Joseph Frantz (March 9, 1837 - October 4, 1913) was a Union Army soldier during the American Civil War. He received the Medal of Honor for gallantry during the Siege of Vicksburg on May 22, 1863.

Frantz joined the army from Indiana in August 1862, and was discharged in July 1865.

==Union assault==
On May 22, 1863, General Ulysses S. Grant ordered an assault on the Confederate heights at Vicksburg, Mississippi. The plan called for a storming party of volunteers to build a bridge across a moat and plant scaling ladders against the enemy embankment in advance of the main attack. The volunteers knew the odds were against survival and the mission was called, in nineteenth-century vernacular, a "forlorn hope". Only single men were accepted as volunteers and even then, twice as many men as needed came forward and were turned away.
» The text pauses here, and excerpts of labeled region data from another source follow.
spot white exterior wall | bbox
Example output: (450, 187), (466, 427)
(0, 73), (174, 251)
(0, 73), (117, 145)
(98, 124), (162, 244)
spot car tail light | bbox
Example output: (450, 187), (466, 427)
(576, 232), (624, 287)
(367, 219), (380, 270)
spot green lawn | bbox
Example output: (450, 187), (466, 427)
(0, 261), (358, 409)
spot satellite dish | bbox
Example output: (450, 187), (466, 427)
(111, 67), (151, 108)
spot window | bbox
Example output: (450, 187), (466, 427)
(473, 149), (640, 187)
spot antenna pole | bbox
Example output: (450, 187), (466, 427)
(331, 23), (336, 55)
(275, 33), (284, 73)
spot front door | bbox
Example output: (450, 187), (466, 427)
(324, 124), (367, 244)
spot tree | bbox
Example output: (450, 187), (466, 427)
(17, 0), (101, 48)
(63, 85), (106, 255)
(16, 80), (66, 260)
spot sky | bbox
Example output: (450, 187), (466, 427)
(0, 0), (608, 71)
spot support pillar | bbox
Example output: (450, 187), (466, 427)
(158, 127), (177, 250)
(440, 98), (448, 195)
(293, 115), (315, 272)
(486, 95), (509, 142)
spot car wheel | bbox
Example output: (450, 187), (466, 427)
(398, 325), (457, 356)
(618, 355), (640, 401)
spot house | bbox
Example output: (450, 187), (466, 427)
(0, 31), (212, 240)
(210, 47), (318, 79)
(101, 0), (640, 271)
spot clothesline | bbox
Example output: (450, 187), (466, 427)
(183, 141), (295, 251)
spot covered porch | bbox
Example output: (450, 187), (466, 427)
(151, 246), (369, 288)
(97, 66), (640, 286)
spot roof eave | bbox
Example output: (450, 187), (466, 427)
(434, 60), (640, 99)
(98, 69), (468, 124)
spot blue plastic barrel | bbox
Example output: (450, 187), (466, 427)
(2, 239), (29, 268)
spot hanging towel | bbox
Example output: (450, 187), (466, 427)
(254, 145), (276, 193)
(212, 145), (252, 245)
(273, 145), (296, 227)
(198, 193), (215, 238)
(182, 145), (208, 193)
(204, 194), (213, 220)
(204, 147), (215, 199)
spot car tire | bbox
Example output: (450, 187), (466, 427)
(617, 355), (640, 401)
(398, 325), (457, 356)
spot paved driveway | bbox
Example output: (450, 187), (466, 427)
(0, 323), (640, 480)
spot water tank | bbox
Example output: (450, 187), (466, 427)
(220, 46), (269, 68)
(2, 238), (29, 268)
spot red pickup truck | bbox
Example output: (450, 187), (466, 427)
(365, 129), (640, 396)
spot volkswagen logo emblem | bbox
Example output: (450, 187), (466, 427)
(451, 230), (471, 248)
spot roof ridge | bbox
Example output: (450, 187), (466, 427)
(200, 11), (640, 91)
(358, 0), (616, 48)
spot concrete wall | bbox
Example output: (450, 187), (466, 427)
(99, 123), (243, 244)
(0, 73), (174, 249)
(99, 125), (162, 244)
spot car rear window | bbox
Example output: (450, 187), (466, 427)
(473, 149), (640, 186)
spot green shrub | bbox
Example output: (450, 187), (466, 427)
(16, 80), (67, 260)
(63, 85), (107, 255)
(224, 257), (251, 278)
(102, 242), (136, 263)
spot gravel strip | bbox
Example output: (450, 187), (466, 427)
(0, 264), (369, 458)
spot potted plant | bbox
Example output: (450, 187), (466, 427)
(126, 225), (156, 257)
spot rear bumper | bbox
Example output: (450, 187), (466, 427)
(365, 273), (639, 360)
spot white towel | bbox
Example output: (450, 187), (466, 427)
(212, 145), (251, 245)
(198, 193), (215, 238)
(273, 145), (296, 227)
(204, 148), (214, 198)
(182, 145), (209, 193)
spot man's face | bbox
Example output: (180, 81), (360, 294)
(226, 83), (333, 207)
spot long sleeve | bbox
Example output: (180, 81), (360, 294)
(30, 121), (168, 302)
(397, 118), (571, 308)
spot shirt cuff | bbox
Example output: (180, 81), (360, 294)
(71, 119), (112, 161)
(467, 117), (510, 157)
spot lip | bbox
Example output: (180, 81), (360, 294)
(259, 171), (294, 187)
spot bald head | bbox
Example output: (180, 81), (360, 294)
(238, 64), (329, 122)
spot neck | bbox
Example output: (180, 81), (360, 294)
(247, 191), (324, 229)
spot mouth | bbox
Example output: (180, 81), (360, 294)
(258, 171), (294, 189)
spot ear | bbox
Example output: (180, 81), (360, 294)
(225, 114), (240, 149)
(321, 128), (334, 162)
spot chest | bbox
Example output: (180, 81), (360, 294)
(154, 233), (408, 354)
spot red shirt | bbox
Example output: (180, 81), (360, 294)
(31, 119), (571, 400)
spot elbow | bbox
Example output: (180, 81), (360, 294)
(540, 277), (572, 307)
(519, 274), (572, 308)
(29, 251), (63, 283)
The assault began in the early morning following a naval bombardment.

The Union soldiers came under enemy fire immediately and were pinned down in the ditch they were to cross. Despite repeated attacks by the main Union body, the men of the forlorn hope were unable to retreat until nightfall. Of the 150 men in the storming party, nearly half were killed. Seventy-nine of the survivors were awarded the Medal of Honor.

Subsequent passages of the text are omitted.